Lo sguardo dei bambini

[Michelstaedter]

Ai bambini, più che agli adulti, appare la trama minacciosa del reale. Crescendo impareranno ad addomesticarla con un sistema di rassicurazioni che comprende anche la fede religiosa, senza però che ciò possa impedirne del tutto la ricomparsa.

Al disotto della superficialità del suo piacere egli sente il fluire di ciò che è fuori della sua potenza e che trascende la sua coscienza. La trama nota (finita) dell’individualità illusoria che il piacere illumina, non è fitta così che l’oscurità dell’ignoto (infinito) non trasparisca. E il suo piacere è contaminato da un sordo e continuo dolore la cui voce è indistinta, che la sete della vita, nel giro delle determinazioni, reprime. Gli uomini hanno paura del dolore, e per sfuggirlo gli applicano come empiastro la fede in un potere adeguato all’infinità della potenza ch’essi non conoscono, e lo incaricano del peso del dolore ch’essi non sanno portare.
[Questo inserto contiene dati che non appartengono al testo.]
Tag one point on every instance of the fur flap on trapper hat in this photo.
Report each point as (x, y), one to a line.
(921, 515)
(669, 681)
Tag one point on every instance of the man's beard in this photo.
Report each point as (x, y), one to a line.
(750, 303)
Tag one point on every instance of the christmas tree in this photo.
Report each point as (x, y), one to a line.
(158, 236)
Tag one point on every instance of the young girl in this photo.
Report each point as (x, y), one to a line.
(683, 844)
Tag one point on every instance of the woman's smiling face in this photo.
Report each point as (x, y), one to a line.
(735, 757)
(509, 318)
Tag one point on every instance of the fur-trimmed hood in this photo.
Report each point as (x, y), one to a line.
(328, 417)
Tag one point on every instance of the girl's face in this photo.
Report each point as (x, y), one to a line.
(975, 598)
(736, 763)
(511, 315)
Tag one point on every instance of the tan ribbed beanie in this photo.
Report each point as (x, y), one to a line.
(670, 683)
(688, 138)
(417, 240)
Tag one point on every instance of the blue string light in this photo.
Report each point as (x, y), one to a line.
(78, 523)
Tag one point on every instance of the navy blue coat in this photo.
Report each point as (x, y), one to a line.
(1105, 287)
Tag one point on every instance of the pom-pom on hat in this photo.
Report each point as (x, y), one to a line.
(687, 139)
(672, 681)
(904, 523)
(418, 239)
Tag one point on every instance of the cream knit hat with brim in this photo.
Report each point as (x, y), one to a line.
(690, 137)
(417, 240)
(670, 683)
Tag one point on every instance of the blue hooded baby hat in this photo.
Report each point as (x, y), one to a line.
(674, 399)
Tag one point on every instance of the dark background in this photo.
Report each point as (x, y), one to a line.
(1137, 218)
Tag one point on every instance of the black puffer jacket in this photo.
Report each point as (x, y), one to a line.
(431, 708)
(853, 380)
Il dio che onorano, cui dànno tutto, è il dio della φιλοψυχία, è il piacere: questo è il dio familiare, il caro l’affabile il conosciuto. L’altro l’hanno creato e lo pagano, perchè s’incarichi di ciò che ogni volta trascendendo la potenza del singolo, apparisce ad ognuno come il caso, e sorvegli la casa mentre essi banchettano e volga tutto al meglio.
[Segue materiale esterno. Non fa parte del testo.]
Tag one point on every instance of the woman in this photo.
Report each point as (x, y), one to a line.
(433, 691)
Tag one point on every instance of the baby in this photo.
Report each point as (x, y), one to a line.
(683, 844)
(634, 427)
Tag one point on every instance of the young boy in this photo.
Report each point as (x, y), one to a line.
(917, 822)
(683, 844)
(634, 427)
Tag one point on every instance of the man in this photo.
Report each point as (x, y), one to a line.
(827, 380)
Anche questo abilmente ha macchinato il dio familiare per meglio aver in sua mano gli uomini. “Se tu ci sei”, egli soffia all’orecchio d’ognuno, “sei ben certo per lo meglio, e bisogna ormai che quella Provvidenza che t’ha messo al mondo, provveda a ciò che tu sia sicuro in questo mondo fatto per te, e purché tu viva contento non te ne incaricare”. Ma la sorda voce dell’oscuro dolore non però tace, e più volte essa domina sola e terribile nel pavido cuore degli uomini.

 

Come quando affievolendosi la luce nella stanza, l’imagine delle care cose onde il vetro vela l’oscurità esterna, si fa più tenue, e più visibile si fa l’invisibile; cosi, quando la trama dell’illusione s’affina si disorganizza si squarcia, gli uomini, fatti impotenti, si sentono in balia di ciò che è fuori della loro potenza, di ciò che non sanno: temono senza saper di che temono. Si trovano a voler fuggire la morte senza più aver la via consueta che finge cose finite da fuggire, cose finite cercando.

I bambini, quasi vite in provvisorio, hanno molto meno definita la trama, molto più varia e disordinata, qui densa e luminosa, li sottile e oscuro-trasparente. Essi hanno gioie vive che gli uomini non conoscono più, e molto più spesso che gli uomini sono in balia di questi terrori. Nelle tregue delle loro imprese, dei loro piani, quando sono soli, e da nessuna cosa di ciò che li attornia sono attratti o a frugare o a rubare o a rompere o a discorrere o a tutte quelle altre loro occupazioni, si trovano con la piccola mente a guardare l’oscurità. Le cose si sformano in aspetti strani: occhi che guardano, orecchi che sentono, braccia che si tendono. Si sentono sorvegliati da esseri terribilmente potenti e che vogliono il loro male. Non fanno più un gesto senza riflettere ad “Essi”. Se adesso fanno un gesto con una mano, lo devono far anche con l’altra. È un ghigno sarcastico e una minaccia in tutte le cose. “Essi vogliono ch’io lo faccia — ma io non Io farò, non obbedirò. Ma non lo faccio allora solo perchè penso a Loro — allora lo faccio....”. Quando passano una camera oscura sembra ai bambini che questi Essi gridino mille voci, che con mille mani li abbranchino, che in mille guizzi ghigni il sarcasmo nell’oscurità, si sentono succhiati dall’oscurità; fuggono folli di terrore e gridano per stordirsi.

Poi la vita s’incarica di stordirli. L’essere vivi si fa un’abitudine. Le cose che non attraggono non si guardano più, le altre sono strettamente concatenate. La trama si fa uguale — il bambino si fa uomo. Le ore degli spaventi sono ridotte al sordo continuo misurato dolore che stilla sotto a tutte le cose. Ma quando per ragioni che non stanno in loro il lembo della trama si solleva, anche gli uomini conoscono le spaventevoli soste. Li visitano i sogni nel sonno — quando rilassato l’organismo vive l’oscuro dolore delle singole determinazioni impotenti ognuna per sè di fronte a ogni contingenza, per cui, fatta più sottile la trama dell’illusione, più minacciosa appare l’oscurità.

 

Carlo Michelstaedter, La persuasione e la rettorica, Formiggini, Genova 1913, pp. 19-21. Pubblico dominio.